The questions I framed to establish the answers are perfectly straightforward, and have no covert intentions.

The fact remains that you have only answered that you agree that addictive psycho active drugs does lead to addiction, but not your views, or those of Transform on abstinence. However I am delighted to read that Danny is urging the Government to get people off of drugs when they have become addicted. Of course if there were no propaganda, enticement, or coercion, to use them in the first place, we would not have that problem.

Insofar as reading your literature is concerned Steve, it is obvious from the interest that I take in comments from Transform that I do read much of what you have to say.

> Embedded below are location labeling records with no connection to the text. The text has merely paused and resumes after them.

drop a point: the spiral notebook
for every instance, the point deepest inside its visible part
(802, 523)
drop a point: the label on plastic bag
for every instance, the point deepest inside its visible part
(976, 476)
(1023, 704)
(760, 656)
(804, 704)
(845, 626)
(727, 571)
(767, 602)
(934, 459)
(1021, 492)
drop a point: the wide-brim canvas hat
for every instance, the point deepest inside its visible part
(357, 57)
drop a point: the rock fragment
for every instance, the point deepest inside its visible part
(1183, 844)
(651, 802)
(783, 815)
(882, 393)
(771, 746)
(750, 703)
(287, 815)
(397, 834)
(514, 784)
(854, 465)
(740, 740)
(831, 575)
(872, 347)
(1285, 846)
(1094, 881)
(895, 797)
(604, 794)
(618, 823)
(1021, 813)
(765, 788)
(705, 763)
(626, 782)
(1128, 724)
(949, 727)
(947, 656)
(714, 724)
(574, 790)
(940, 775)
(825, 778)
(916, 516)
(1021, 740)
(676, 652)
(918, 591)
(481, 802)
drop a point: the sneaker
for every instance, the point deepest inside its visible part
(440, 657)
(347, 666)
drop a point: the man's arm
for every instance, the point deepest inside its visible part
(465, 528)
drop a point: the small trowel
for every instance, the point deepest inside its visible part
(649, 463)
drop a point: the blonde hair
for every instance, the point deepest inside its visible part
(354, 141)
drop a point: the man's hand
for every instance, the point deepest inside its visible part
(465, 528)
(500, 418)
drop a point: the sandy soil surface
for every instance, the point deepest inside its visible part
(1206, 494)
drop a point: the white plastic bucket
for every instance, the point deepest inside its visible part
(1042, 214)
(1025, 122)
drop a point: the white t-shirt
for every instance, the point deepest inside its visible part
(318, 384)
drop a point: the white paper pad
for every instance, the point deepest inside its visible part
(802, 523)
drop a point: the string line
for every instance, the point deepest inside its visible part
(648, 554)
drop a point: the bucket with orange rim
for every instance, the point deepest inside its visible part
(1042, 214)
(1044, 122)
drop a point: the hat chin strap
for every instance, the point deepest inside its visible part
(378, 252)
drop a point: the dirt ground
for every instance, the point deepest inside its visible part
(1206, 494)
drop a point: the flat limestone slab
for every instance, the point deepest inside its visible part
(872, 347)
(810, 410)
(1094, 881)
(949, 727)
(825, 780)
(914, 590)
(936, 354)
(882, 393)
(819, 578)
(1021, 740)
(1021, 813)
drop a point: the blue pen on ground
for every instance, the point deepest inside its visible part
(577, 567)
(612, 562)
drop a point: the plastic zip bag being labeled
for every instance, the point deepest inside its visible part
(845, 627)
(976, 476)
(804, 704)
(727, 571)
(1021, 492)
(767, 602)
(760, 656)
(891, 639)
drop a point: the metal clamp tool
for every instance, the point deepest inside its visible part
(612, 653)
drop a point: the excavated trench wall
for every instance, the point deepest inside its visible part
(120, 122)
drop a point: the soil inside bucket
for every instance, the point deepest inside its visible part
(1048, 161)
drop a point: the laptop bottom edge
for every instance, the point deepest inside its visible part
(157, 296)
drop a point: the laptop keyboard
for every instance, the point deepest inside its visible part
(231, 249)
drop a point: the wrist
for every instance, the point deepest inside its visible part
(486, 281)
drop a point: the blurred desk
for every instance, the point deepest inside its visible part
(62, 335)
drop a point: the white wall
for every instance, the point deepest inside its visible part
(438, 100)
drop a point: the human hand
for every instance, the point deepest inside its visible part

Regrettably, I rarely see anything that highlights the dangers of substance abuse, and the devasting effects it has on users, their families and society.

I do however see a great deal of comment that seems to be pressing for the legislation of drugs, or as you have put it in the past 'beter regulation'.

Whatever one wants to call it, the outcome would be an increased availability of addictive psycho active substances, much as alcohol which is included in that category is freely available. Such an increase would lead to more widespread usage, more addiction and more misery. Further unless, unlike alcohol, such substances were available on the NHS, prices would rise and the greater numbers using it as the result of greater availability, would need to fund their habit in a manner similar to now, ie robbing, stealing and muggings. the latter is not an hypothesis, but a refelction of the history of drug addiction as witnessed by the cocaine epidemic that swept the USA in the late 1800s and early 1900s, when it was legal. It is a matter of historical record and fact that at the same time crime, especially violent crime, escalated.

History is already repeating itself here with the continuing increase in the use of cocaine, where London is acknowledge as the cocaine capital of the world, and where violent crime according to Police recorded figures has exploded from approximately 35,000 incidents in 2004-5 to 197,000 in 2005-6.